C'est l'Etat qui est un élément de science-fiction majeur, et non le diagnostic porté par Orwell sur le totalitarisme qui, lui, est réaliste. Non pas actuel, mais très en retard sur Marx ou Shakespeare. Breivik, c'est Fortinbras. Comment vivre jeune, dans l'Occident gouverné par des vieillards pour des vieillards ? Apparemment Breivik n'a pas trouvé la solution.

Bardamor

Commentaires

Breivik aime big mother, et l'a fait savoir, son amour n'est pas caché.

Il est également moins salopard qu'un servant de pièce d'artillerie, qu'un pilote de chasse ou de drone. Le sang, la peur, le halètement paniqué de ses victimes, il ne vécut pas sa guerre à distance, dans l'absolution de l'ordre de mission, du fantoche, de la solde.
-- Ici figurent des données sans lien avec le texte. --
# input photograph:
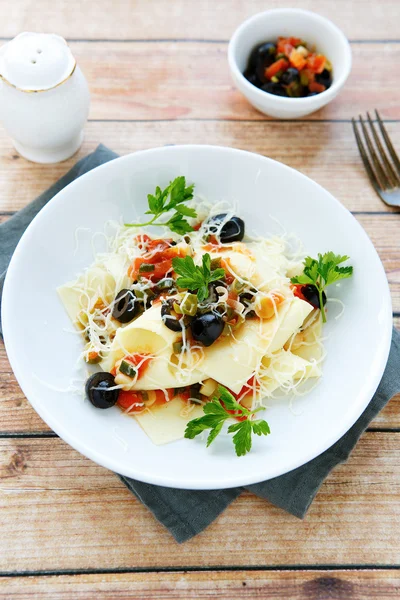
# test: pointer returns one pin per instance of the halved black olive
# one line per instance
(207, 328)
(289, 76)
(310, 293)
(325, 78)
(169, 317)
(252, 78)
(261, 58)
(276, 89)
(232, 230)
(126, 306)
(98, 390)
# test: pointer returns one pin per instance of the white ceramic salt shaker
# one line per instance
(44, 97)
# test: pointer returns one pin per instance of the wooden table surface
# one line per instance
(158, 74)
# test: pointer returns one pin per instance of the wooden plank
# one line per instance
(61, 511)
(326, 152)
(218, 585)
(130, 19)
(192, 81)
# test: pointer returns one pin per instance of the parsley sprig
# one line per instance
(193, 277)
(216, 413)
(164, 201)
(323, 272)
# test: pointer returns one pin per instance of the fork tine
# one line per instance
(365, 159)
(389, 145)
(381, 175)
(394, 178)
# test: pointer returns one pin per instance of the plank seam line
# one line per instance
(193, 569)
(9, 435)
(190, 41)
(380, 213)
(228, 120)
(25, 434)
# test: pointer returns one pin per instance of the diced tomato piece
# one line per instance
(139, 359)
(279, 65)
(295, 41)
(161, 269)
(296, 288)
(132, 400)
(284, 46)
(152, 244)
(308, 76)
(142, 238)
(316, 63)
(314, 86)
(297, 60)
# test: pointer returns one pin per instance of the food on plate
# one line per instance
(201, 324)
(289, 68)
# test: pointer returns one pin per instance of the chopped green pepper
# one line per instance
(189, 305)
(145, 268)
(177, 347)
(215, 264)
(177, 308)
(303, 78)
(127, 369)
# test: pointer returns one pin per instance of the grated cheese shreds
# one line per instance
(257, 358)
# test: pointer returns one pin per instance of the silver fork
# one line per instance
(383, 174)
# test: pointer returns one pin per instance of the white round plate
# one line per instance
(43, 350)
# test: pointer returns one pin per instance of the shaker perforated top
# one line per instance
(36, 61)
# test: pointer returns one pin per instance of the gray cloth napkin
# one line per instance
(186, 512)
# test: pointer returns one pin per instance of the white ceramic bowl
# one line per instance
(268, 26)
(43, 349)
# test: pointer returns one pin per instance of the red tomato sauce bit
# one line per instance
(156, 262)
(135, 401)
(245, 392)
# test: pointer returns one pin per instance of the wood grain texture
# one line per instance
(218, 585)
(326, 152)
(172, 80)
(204, 19)
(61, 511)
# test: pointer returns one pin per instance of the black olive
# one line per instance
(98, 390)
(274, 88)
(207, 328)
(325, 78)
(290, 76)
(265, 50)
(126, 306)
(261, 58)
(232, 230)
(169, 317)
(252, 78)
(310, 293)
(165, 285)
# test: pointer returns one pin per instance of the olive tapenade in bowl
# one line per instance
(289, 62)
(288, 68)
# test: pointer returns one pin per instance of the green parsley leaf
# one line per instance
(192, 277)
(242, 437)
(323, 272)
(216, 413)
(164, 201)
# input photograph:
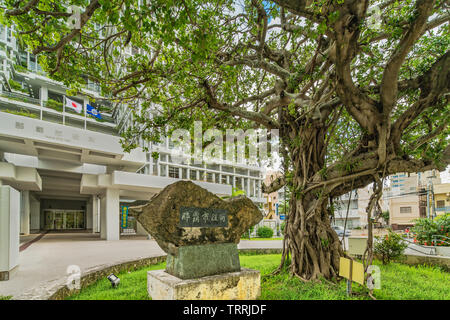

D'ailleurs, de son propre aveu, il estimait son acte dur, inhumain, mais nécessaire... exactement comme BHL : la guerre sans l'aimer. Breivik aurait dû s'engager dans l'aviation, couillon.

Écrit par : macp | 28/04/2012

Hitler a-t-il dit qu'il aime la guerre ? Pas plus qu'Alain Juppé. La guerre intervient toujours, y compris dans les nations barbares, comme une nécessité de dernier recours.
Le genre d'artiste que Breivik représente, consacré à conforter la société plutôt qu'à la combattre, cherche toujours à se porter à l'avant-garde, donc à anticiper le crime d'Etat, qui n'intervient qu'en dernier recours. Il n'est pas impossible que Breivik se suicide, d'ailleurs, si on l'empêche durablement de servir son royaume fantoche. Il ne ferait ainsi que précipiter les choses, puisque le socialisme n'est qu'un régime de suicide ralenti.

Écrit par : Bardamor | 28/04/2012

Hitler et Staline n'aimaient pas la guerre, Churchill et Trotski oui. D'ailleurs, qu'elle soit un ultima ratio ou une variable d'ajustement (ce qui ne la fait pas intervenir en dernier recours), il en existe toujours pour bander à l'idée d'avoir leur petite tambouille sanguinolente, de préférence en vase-clos, afin d'en humer les meilleurs miasmes. Breivik, anonyme troufion habité par l'ordinaire complexe de supériorité de l'individu moyen éclairé (par le diable) capitaliste, singe les grands de ce monde en émettant quelques pudeurs pour flinguer à la chaîne. "La tuerie explicitement jouissive, c'est bon pour la soldatesque et les journalistes", se disait-il.